Questions about torchmetrics MSE

Dear all,

good day.
I computed the MSE using torchmetrics after the test.
I found that the value is strange after I descale.

MSE value before descale is 0.0018.

MSE after descale is 0.7052.

May I know the correct implementation for the MSE?
Shall I compute it before descale since the train, val and test all done in scaling?

I suspect that the MSE is amplify after descale.

Please give me some feedback or comments if anyone know about this.

Thank you very much

Could you describe your use case a bit more and what “descale” refers to, please?

Hi @ptrblck,

I use minmax scaler from sklearn.
scaler = MinMaxScaler(feature_range=(-1,1))

scaler = scaler.fit(features_df)

dummy_data = scaler.data_max_ + 5, scaler.data_min_ - 5

scaler = scaler.fit(dummy_data)

scaler.transform(train_df)

After trained and test,

descaler =MinMaxScaler()

descaler.min_, descaler.scale_ = scaler.min_[2], scaler.scale_[2]

def descale(descaler, values):

values_2d = np.array(values)

return descaler.inverse_transform(values_2d)

predictions_descaled = descale(descaler, sq)

speed_labels_descaled = descale(descaler, speed_labels)

The high MSE loss happened after I use predictions_descaled and speed_labels_descaled

Thanks

The change in the loss value would be expected, since you are comparing the mse loss for tensors on a different scale.
Here is a very simple example:

a = torch.randn(10)
b = torch.randn(10)
mse_loss = ((a - b)**2).mean()
> tensor(1.9161)

a_scaled = a * 1000.
b_scaled = b * 1000.
mse_loss_scaled = ((a_scaled - b_scaled)**2).mean()
> tensor(1916108.7500)

As you can see, the loss difference is created by the multiplication with 1000. for a and b.
This doesn’t mean that one error is “better” or “worse” than the other and depends how you are interpreting the output values.

E.g. scaling of target and model prediction values is sometimes done in regression tasks for e.g. keypoint detection. During training it might be beneficial for the model to predict the keypoint coordinates in the range [0, 1] while the original coordinate space could have been [0, 224].
While calculating the MSELoss for these scaled outputs and targets allows the model to train properly, its meaning might be hard to interpret since you won’t be able to easily map it to a location error in the “pixel space”. Unscaling the predictions and comparing them to the targets in the original range would allow you to use the MSELoss in this pixel space.

hi @ptrblck ,

Thanks for the reply.
I am not sure about the last sentence from your reply.
’ Unscaling the predictions and comparing them to the targets in the original range would allow you to use the MSELoss in this pixel space.’
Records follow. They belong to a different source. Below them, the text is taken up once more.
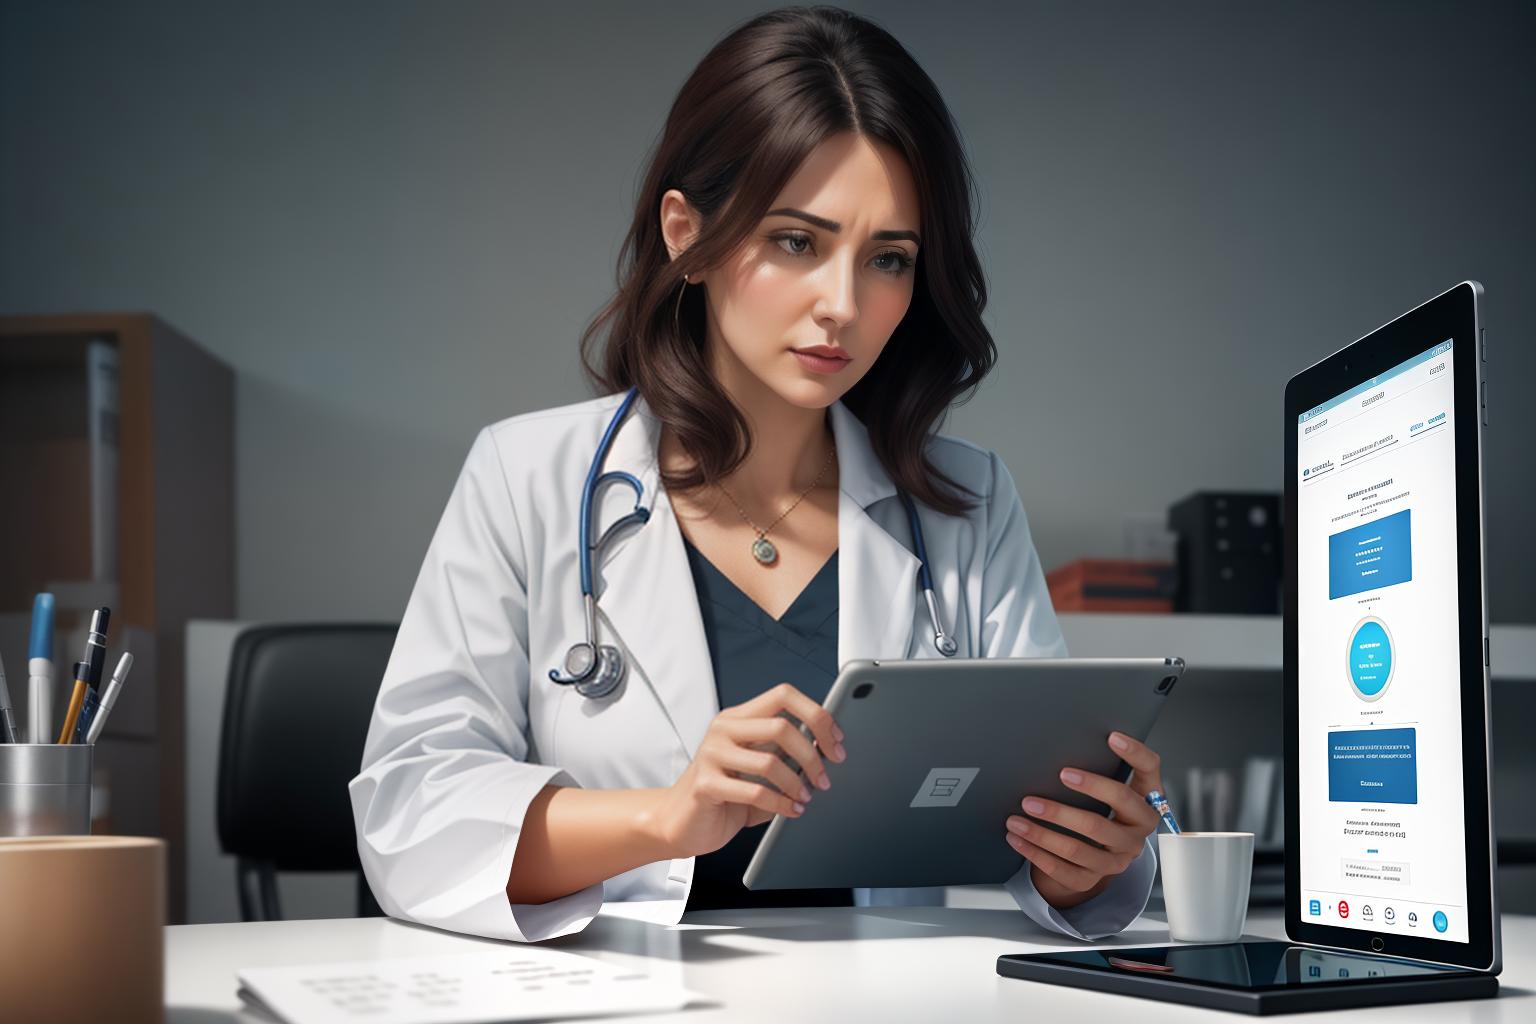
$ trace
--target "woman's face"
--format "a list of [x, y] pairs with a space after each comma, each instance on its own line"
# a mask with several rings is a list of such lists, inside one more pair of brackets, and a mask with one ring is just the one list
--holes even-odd
[[[691, 217], [681, 192], [663, 197], [674, 255], [697, 229]], [[917, 188], [896, 150], [846, 133], [812, 151], [746, 243], [702, 275], [721, 384], [739, 399], [766, 390], [803, 408], [842, 397], [912, 304], [920, 223]], [[700, 275], [693, 280], [689, 287]], [[832, 358], [804, 352], [817, 348]]]

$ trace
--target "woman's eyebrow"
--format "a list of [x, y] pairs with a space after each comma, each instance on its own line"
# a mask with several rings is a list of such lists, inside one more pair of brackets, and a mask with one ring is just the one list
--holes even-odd
[[[806, 213], [804, 210], [796, 210], [788, 206], [781, 206], [777, 210], [769, 210], [764, 216], [776, 217], [780, 214], [788, 217], [799, 217], [801, 220], [808, 221], [823, 231], [830, 231], [834, 235], [843, 230], [843, 226], [835, 220], [827, 220], [827, 218], [818, 217], [814, 213]], [[876, 231], [870, 237], [877, 242], [900, 242], [905, 240], [914, 242], [917, 245], [923, 244], [918, 240], [917, 232], [915, 231]]]

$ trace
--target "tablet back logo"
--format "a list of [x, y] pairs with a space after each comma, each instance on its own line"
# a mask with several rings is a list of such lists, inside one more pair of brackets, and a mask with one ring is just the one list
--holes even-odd
[[971, 788], [980, 768], [935, 768], [928, 773], [910, 807], [955, 807]]

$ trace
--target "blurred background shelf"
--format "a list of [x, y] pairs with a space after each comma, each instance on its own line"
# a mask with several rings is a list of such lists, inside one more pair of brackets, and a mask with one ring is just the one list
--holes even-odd
[[[116, 356], [117, 384], [116, 415], [104, 418], [88, 412], [103, 354]], [[103, 443], [116, 461], [105, 475], [92, 471]], [[131, 650], [135, 662], [97, 744], [98, 792], [111, 831], [167, 840], [179, 923], [186, 622], [234, 610], [233, 372], [149, 313], [0, 317], [0, 480], [0, 650], [16, 717], [27, 720], [33, 595], [52, 588], [61, 608], [56, 721], [82, 649], [69, 606], [108, 604], [109, 661]]]

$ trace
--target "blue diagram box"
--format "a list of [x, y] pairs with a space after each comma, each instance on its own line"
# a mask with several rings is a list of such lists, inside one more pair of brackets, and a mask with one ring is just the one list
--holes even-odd
[[1328, 538], [1328, 599], [1413, 579], [1413, 509]]
[[1350, 804], [1419, 802], [1414, 729], [1328, 734], [1328, 799]]

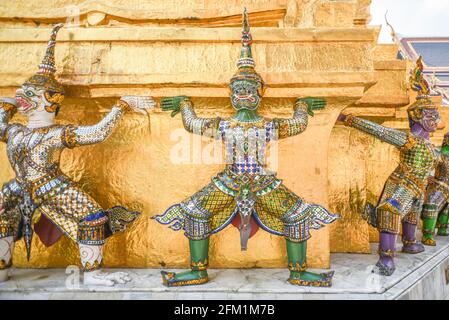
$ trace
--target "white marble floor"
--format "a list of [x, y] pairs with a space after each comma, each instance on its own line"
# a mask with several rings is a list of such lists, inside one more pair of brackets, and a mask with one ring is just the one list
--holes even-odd
[[[114, 287], [85, 286], [81, 277], [76, 287], [73, 284], [80, 278], [70, 270], [13, 268], [11, 280], [0, 284], [0, 299], [407, 299], [413, 298], [407, 292], [414, 284], [449, 261], [449, 237], [437, 237], [437, 241], [437, 247], [426, 247], [424, 253], [399, 254], [391, 277], [371, 272], [377, 260], [375, 245], [372, 254], [332, 254], [335, 276], [330, 288], [293, 286], [285, 281], [287, 269], [211, 269], [207, 284], [167, 288], [159, 269], [119, 269], [133, 280]], [[437, 288], [431, 283], [420, 294], [438, 290], [434, 296], [449, 296], [443, 279], [432, 281]]]

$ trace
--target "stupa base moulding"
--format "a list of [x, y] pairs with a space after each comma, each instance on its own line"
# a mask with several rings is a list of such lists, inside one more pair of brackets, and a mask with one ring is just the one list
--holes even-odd
[[[0, 284], [0, 299], [446, 299], [449, 284], [449, 238], [436, 237], [436, 247], [418, 255], [398, 255], [398, 268], [391, 277], [371, 273], [377, 260], [371, 254], [332, 254], [335, 270], [330, 288], [307, 288], [286, 282], [286, 269], [211, 269], [205, 285], [166, 288], [159, 269], [120, 269], [133, 280], [115, 287], [73, 287], [71, 269], [11, 270], [11, 280]], [[82, 278], [81, 278], [82, 279]]]

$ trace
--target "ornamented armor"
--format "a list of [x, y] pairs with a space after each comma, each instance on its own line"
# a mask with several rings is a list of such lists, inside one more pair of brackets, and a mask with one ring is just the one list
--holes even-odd
[[[297, 104], [291, 119], [255, 122], [198, 118], [190, 101], [182, 103], [181, 112], [188, 131], [223, 139], [227, 164], [205, 188], [156, 217], [158, 222], [170, 224], [174, 230], [184, 229], [189, 239], [200, 240], [222, 230], [240, 214], [242, 221], [252, 216], [262, 229], [302, 242], [310, 238], [310, 229], [335, 220], [325, 208], [308, 204], [266, 169], [267, 144], [306, 129], [305, 104]], [[241, 236], [245, 250], [247, 238]]]

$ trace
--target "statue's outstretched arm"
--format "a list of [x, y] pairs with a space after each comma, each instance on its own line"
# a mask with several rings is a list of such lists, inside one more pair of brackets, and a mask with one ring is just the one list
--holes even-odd
[[91, 126], [68, 125], [62, 130], [62, 143], [67, 148], [100, 143], [110, 136], [120, 118], [130, 109], [129, 105], [119, 101], [112, 110], [97, 124]]
[[181, 112], [184, 128], [192, 133], [215, 136], [221, 119], [200, 118], [193, 110], [192, 102], [185, 96], [164, 98], [161, 102], [163, 111], [172, 111], [172, 117]]
[[16, 113], [16, 101], [11, 98], [0, 98], [0, 141], [8, 138], [9, 121]]
[[338, 117], [348, 127], [370, 134], [377, 139], [389, 143], [399, 149], [409, 149], [415, 144], [413, 135], [406, 132], [384, 127], [378, 123], [355, 117], [353, 115], [343, 115]]
[[62, 129], [61, 140], [64, 147], [74, 148], [100, 143], [108, 138], [123, 115], [130, 110], [144, 112], [154, 107], [150, 97], [122, 97], [100, 122], [91, 126], [68, 125]]
[[299, 98], [295, 103], [293, 117], [289, 119], [273, 119], [279, 139], [295, 136], [307, 129], [308, 116], [313, 116], [313, 111], [321, 110], [326, 106], [326, 100], [320, 98]]

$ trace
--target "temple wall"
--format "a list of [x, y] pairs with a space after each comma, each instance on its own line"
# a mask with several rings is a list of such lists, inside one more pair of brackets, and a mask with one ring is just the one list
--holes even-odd
[[[401, 109], [409, 103], [405, 61], [396, 59], [396, 45], [377, 45], [373, 59], [376, 83], [345, 113], [407, 129]], [[329, 202], [341, 219], [331, 226], [332, 252], [369, 253], [377, 232], [361, 217], [366, 202], [377, 203], [383, 185], [398, 164], [398, 151], [358, 130], [336, 125], [329, 157]]]
[[[66, 21], [76, 9], [79, 16], [68, 19], [58, 35], [58, 77], [68, 93], [58, 123], [95, 123], [119, 96], [133, 94], [157, 101], [188, 95], [201, 116], [231, 115], [227, 84], [236, 70], [246, 5], [256, 69], [268, 85], [261, 113], [291, 116], [296, 97], [319, 96], [328, 102], [305, 133], [272, 146], [279, 161], [270, 164], [295, 193], [342, 215], [333, 226], [314, 231], [309, 241], [309, 265], [325, 268], [331, 251], [367, 252], [370, 230], [358, 212], [364, 199], [372, 201], [380, 193], [397, 156], [388, 146], [335, 126], [338, 114], [347, 109], [401, 127], [400, 111], [409, 103], [406, 65], [396, 60], [394, 46], [377, 45], [379, 29], [366, 25], [369, 4], [43, 0], [37, 6], [6, 0], [0, 6], [0, 95], [12, 96], [36, 71], [49, 25]], [[175, 156], [185, 151], [182, 146], [200, 144], [202, 157], [190, 149], [183, 161]], [[210, 142], [198, 142], [183, 131], [179, 116], [171, 118], [157, 108], [148, 116], [126, 115], [101, 145], [64, 151], [63, 171], [102, 206], [120, 203], [143, 212], [130, 230], [108, 240], [106, 266], [186, 266], [183, 234], [149, 218], [190, 196], [223, 168], [208, 162], [210, 150]], [[13, 177], [4, 146], [0, 163], [4, 182]], [[285, 266], [282, 238], [260, 231], [248, 246], [240, 252], [238, 230], [226, 228], [211, 238], [211, 266]], [[45, 248], [35, 237], [30, 262], [23, 243], [17, 247], [14, 263], [20, 267], [78, 261], [76, 245], [67, 239]]]

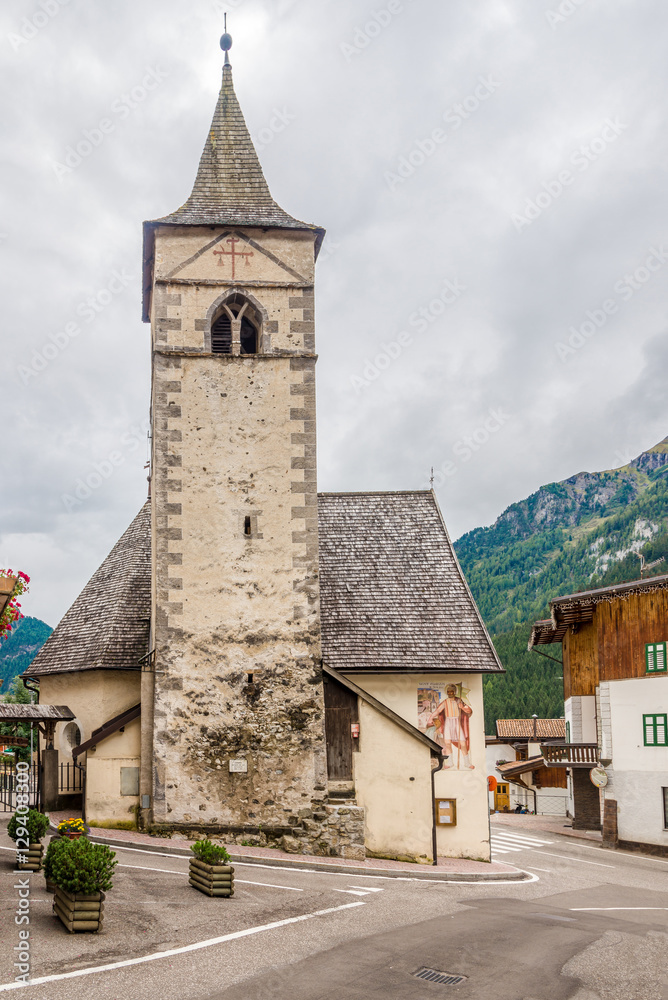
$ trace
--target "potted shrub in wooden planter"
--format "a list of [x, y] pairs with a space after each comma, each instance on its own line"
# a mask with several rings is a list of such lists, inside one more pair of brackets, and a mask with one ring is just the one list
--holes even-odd
[[42, 837], [49, 829], [49, 817], [38, 809], [29, 809], [27, 814], [19, 815], [15, 812], [7, 824], [7, 833], [14, 841], [25, 840], [24, 831], [28, 831], [28, 841], [30, 846], [17, 847], [17, 855], [25, 858], [25, 861], [17, 861], [17, 868], [22, 872], [38, 872], [42, 867], [42, 855], [44, 845], [41, 843]]
[[87, 837], [62, 837], [53, 847], [49, 859], [49, 876], [56, 886], [53, 907], [70, 934], [102, 929], [103, 904], [112, 887], [115, 857], [106, 844], [92, 844]]
[[64, 819], [62, 823], [58, 824], [58, 833], [61, 837], [69, 837], [70, 840], [77, 840], [78, 837], [83, 837], [86, 833], [86, 827], [82, 819], [70, 817], [70, 819]]
[[56, 883], [53, 881], [53, 865], [57, 852], [62, 849], [63, 844], [68, 843], [69, 840], [67, 837], [61, 837], [57, 833], [49, 841], [49, 846], [46, 849], [44, 857], [44, 879], [46, 881], [47, 892], [56, 891]]
[[227, 898], [234, 895], [234, 868], [224, 847], [210, 840], [198, 840], [190, 850], [190, 884], [206, 896]]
Is this means unscale the predctions and labels in training process just before the computation of MSELoss?
I understand and see many practice that unscale is done only after the testing.
I saw some journal papers often publish the value of MSELoss, so I wonder the MSELoss is before unscale or after unscale.
That is the part I confuse.

Thanks

The last sentence explained how the MSELoss can be interpreted.
I.e. I would claim you are free to scale the loss during training to make the model converge, but the loss value itself might not be meaningful. E.g. considering the previous example of the keypoint detection I would like to know how many pixels are my predicted keypoints away from the target keypoints. To do so, I would need to get predictions in the “pixel space”, i.e. the predictions should have values in the range [0, image_height] and [0, image_width] (same as the target). If I’ve scaled the predictions during training to e.g. a range of [0, 1] (for better convergence), I would need to unscale them in order to interpret the loss in my target domain (i.e. the pixel space or image coordinates).

I don’t know, but would assume the authors explain it in their paper.

1 Like